OSINT (Open-Source Intelligence) is the practice of gathering publicly available information about a target without directly interacting with its infrastructure. OSINT supports passive reconnaissance and helps build an intelligence profile before any active testing begins. It reveals digital footprints, infrastructure details, employee data, exposed credentials, third-party associations, and hidden systems that would otherwise remain unseen.
OSINT is one of the most important skills in web pentesting because it uncovers information that tools alone cannot detect. This chapter provides full-length theory and practical step-by-step techniques for applying OSINT efficiently.
Purpose of OSINT in Pentesting
OSINT helps identify external exposure, data leaks, forgotten systems, and behavioral patterns. Attackers heavily depend on OSINT for planning intrusion paths, and pentesters use the same techniques to assess risk.
OSINT supports:
-
Domain profiling
-
Employee intelligence
-
Email pattern discovery
-
Subdomain mapping
-
Technology fingerprinting
-
Credential leak identification
-
Third-party dependency analysis
-
Cloud infrastructure mapping
-
Discovery of undocumented services
OSINT outputs feed directly into active recon, making it a critical early-stage component.
OSINT Categories
OSINT data sources fall into several categories, each revealing a different type of information.
Domain and Infrastructure Intelligence
This includes everything related to the target’s online technical footprint:
-
Domain registrations
-
DNS records
-
IP allocations
-
CDN and cloud providers
-
Historic domain changes
-
Certificate transparency logs
These sources reveal how the organization hosts and manages its web presence.
Human Intelligence (HUMINT)
This focuses on information about employees:
-
Job titles
-
Roles and departments
-
Social media patterns
-
Internal tools mentioned
-
Emails or usernames
-
Leaked credentials on past breaches
Employee intelligence often reveals internal structure and weak entry points.
Technical Metadata Intelligence
Public files contain hidden metadata:
-
Usernames
-
Device names
-
Software versions
-
Internal folder paths
-
Document creation history
Metadata provides internal exposure without touching the target’s systems.
Third-Party Intelligence
Organizations use multiple external services:
-
Payment processors
-
Cloud storage
-
Email platforms
-
CRM tools
-
Helpdesk systems
-
Analytics systems
OSINT helps uncover these third-party dependencies and their potential weaknesses.
Practical OSINT Techniques
OSINT relies on systematic mapping of available information.

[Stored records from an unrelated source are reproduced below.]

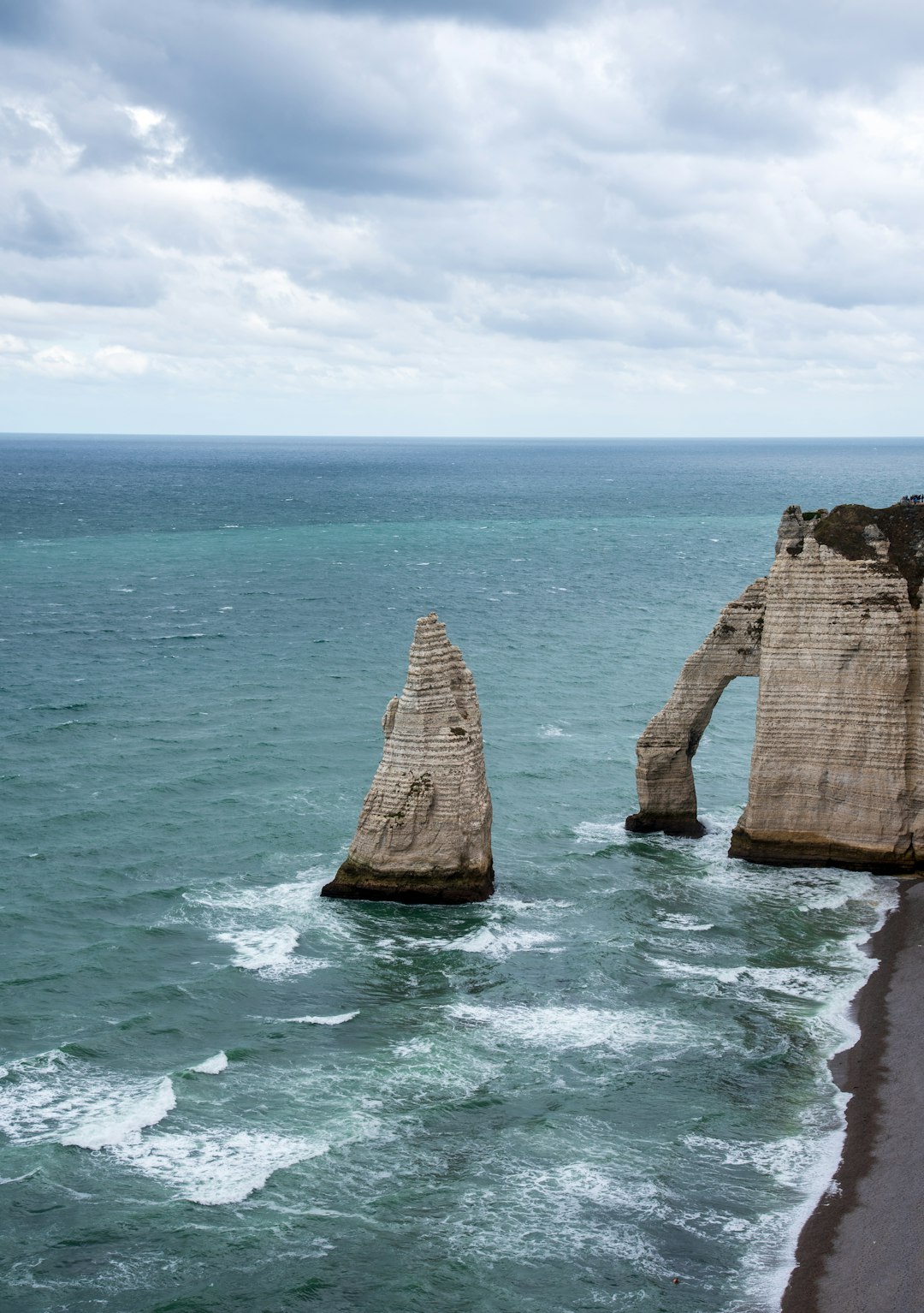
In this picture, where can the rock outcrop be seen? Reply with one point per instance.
(424, 833)
(665, 774)
(838, 766)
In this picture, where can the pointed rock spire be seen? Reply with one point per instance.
(424, 833)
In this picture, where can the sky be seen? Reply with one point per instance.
(444, 218)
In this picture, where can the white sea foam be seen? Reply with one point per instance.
(560, 1028)
(270, 952)
(216, 1166)
(213, 1066)
(676, 921)
(499, 943)
(56, 1098)
(794, 981)
(322, 1020)
(560, 1212)
(118, 1119)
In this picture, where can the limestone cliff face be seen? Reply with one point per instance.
(838, 767)
(665, 774)
(424, 833)
(835, 637)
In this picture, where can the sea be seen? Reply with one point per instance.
(605, 1089)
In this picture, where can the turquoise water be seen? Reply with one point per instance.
(219, 1093)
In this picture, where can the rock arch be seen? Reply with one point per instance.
(665, 772)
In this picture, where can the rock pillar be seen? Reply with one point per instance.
(665, 774)
(424, 831)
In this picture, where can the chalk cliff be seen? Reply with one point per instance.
(838, 766)
(424, 833)
(665, 775)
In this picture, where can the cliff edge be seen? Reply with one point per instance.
(835, 639)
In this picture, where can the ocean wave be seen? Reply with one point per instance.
(796, 981)
(216, 1166)
(319, 1020)
(560, 1028)
(54, 1098)
(213, 1066)
(602, 831)
(499, 943)
(270, 952)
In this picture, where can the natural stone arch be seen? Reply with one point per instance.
(665, 774)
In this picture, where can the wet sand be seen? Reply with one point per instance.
(862, 1249)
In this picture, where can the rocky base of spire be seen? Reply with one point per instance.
(411, 887)
(658, 823)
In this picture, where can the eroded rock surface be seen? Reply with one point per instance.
(665, 774)
(835, 637)
(424, 833)
(836, 774)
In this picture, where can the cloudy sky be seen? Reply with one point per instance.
(436, 217)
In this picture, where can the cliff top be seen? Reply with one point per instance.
(891, 535)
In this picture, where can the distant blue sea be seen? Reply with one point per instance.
(219, 1094)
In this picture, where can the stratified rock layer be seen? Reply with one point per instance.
(424, 833)
(835, 637)
(838, 767)
(665, 774)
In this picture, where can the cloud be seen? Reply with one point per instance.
(548, 216)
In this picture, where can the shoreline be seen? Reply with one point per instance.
(860, 1251)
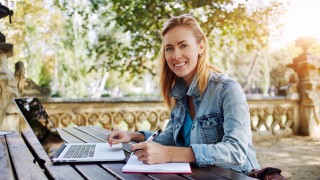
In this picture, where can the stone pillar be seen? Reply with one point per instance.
(9, 118)
(307, 67)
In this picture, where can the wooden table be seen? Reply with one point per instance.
(22, 157)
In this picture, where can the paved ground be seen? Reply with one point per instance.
(298, 157)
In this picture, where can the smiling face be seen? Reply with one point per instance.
(181, 52)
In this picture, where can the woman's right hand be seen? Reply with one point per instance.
(117, 137)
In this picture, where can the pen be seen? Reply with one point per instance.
(150, 138)
(154, 135)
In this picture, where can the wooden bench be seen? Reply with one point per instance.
(23, 157)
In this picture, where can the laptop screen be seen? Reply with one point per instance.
(40, 123)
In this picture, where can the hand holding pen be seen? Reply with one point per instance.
(150, 138)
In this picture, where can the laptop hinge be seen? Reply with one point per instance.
(59, 151)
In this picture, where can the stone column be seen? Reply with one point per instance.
(9, 118)
(307, 67)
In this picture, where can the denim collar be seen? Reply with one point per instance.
(181, 89)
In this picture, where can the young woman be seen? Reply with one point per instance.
(210, 120)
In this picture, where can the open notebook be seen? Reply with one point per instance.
(134, 165)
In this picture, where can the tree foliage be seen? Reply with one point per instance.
(83, 40)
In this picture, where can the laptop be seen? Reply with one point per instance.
(57, 149)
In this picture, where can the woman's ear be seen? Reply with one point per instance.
(201, 47)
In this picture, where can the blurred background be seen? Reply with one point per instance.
(108, 48)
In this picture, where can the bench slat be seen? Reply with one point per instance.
(22, 159)
(5, 165)
(56, 171)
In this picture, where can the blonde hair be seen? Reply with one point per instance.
(167, 77)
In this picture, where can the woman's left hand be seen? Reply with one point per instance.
(151, 152)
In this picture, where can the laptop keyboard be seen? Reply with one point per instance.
(80, 151)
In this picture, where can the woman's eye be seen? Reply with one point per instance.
(168, 48)
(183, 45)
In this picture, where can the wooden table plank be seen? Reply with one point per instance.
(22, 159)
(224, 173)
(57, 171)
(93, 172)
(5, 165)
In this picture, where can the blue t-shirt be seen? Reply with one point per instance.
(184, 134)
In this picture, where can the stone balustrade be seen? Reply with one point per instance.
(270, 117)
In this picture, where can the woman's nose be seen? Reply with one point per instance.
(176, 55)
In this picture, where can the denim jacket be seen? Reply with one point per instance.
(221, 132)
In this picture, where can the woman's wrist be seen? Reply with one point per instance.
(137, 137)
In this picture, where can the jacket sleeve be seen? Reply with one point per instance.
(232, 150)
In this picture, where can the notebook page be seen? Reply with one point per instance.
(134, 165)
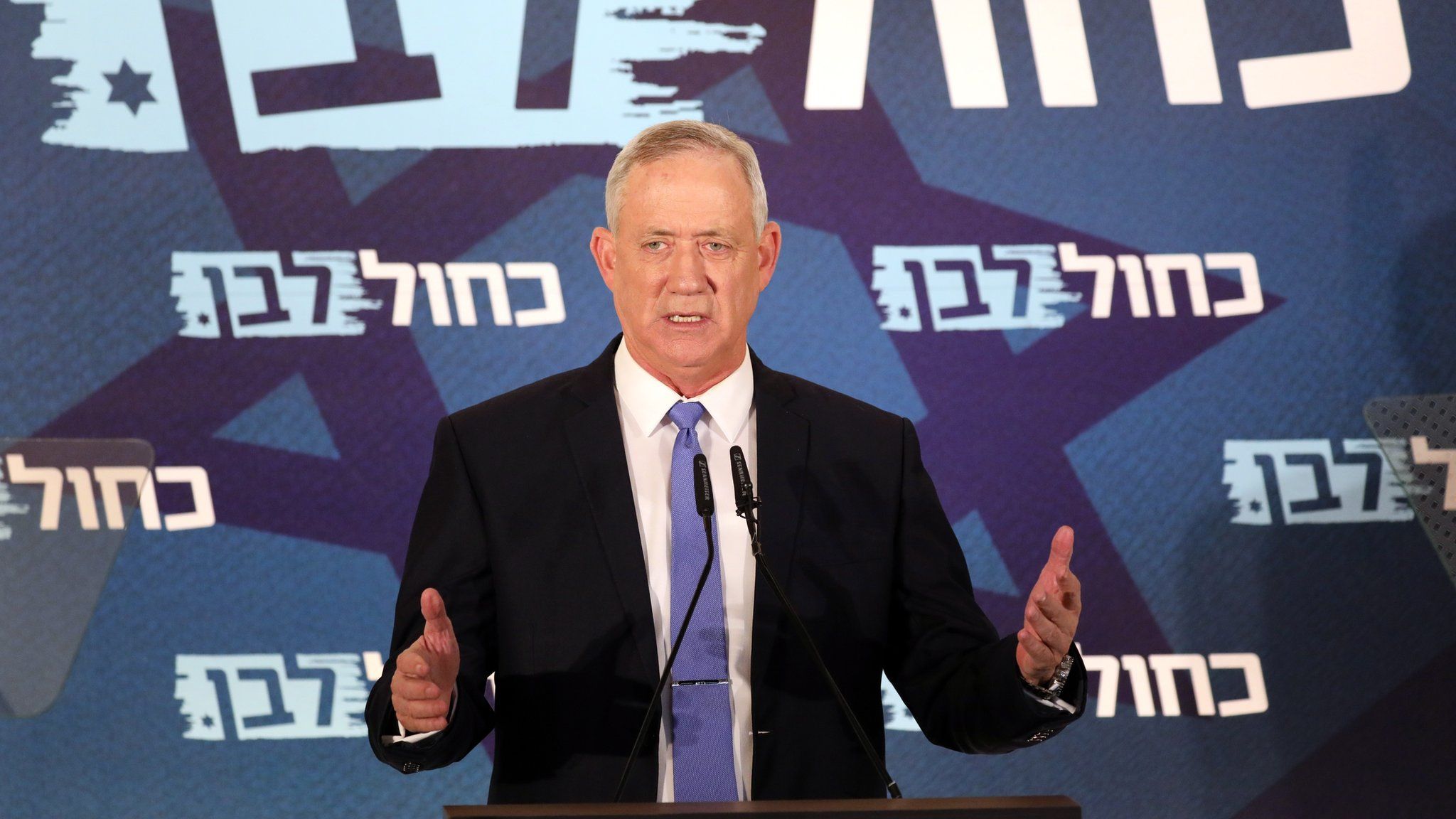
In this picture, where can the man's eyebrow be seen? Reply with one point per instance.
(714, 230)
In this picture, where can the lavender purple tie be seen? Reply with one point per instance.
(702, 712)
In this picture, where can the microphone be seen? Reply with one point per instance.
(746, 503)
(743, 488)
(704, 494)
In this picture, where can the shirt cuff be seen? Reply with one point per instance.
(408, 737)
(1051, 701)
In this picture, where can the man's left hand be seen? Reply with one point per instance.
(1051, 614)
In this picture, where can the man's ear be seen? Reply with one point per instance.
(769, 245)
(604, 250)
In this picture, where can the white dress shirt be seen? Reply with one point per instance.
(648, 433)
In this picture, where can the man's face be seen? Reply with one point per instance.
(685, 266)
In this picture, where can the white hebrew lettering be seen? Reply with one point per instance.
(1378, 62)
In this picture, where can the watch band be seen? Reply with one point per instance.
(1059, 680)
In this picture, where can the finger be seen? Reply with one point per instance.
(1064, 619)
(1069, 591)
(433, 606)
(411, 663)
(1060, 550)
(411, 688)
(1054, 637)
(1034, 648)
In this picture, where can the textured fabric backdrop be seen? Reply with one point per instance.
(1120, 267)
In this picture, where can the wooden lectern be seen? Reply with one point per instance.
(968, 808)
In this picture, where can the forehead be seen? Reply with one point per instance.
(687, 186)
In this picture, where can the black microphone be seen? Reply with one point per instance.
(704, 494)
(743, 488)
(743, 496)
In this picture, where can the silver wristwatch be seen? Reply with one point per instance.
(1059, 680)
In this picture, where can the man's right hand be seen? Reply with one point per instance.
(426, 672)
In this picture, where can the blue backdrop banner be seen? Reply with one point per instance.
(1132, 266)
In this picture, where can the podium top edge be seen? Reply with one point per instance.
(946, 808)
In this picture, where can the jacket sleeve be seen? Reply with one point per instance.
(954, 672)
(447, 550)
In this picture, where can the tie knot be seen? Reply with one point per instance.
(686, 414)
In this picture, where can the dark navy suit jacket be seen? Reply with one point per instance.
(528, 528)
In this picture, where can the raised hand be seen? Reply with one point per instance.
(1051, 614)
(426, 672)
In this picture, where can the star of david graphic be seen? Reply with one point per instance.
(130, 88)
(997, 423)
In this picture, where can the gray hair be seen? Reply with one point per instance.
(682, 136)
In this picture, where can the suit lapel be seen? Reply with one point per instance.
(783, 439)
(594, 434)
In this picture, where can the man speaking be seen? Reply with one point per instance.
(557, 547)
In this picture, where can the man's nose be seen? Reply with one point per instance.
(687, 273)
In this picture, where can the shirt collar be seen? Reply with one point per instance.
(647, 400)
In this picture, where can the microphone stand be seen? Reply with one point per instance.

Below are essential techniques with exact practical steps.
Search Engine Enumeration
Search engines index publicly accessible data. Using advanced search operators, you can uncover information not visible on the main website.
Google Dorks
Identify exposed directories:
site:example.com intitle:"index of"
Find login portals:
site:example.com inurl:login
Discover files:
site:example.com filetype:pdf
site:example.com filetype:docx
site:example.com filetype:xls
Find staging environments:
site:*.example.com -www.example.com
These queries often reveal endpoints and files that are not linked from the main site.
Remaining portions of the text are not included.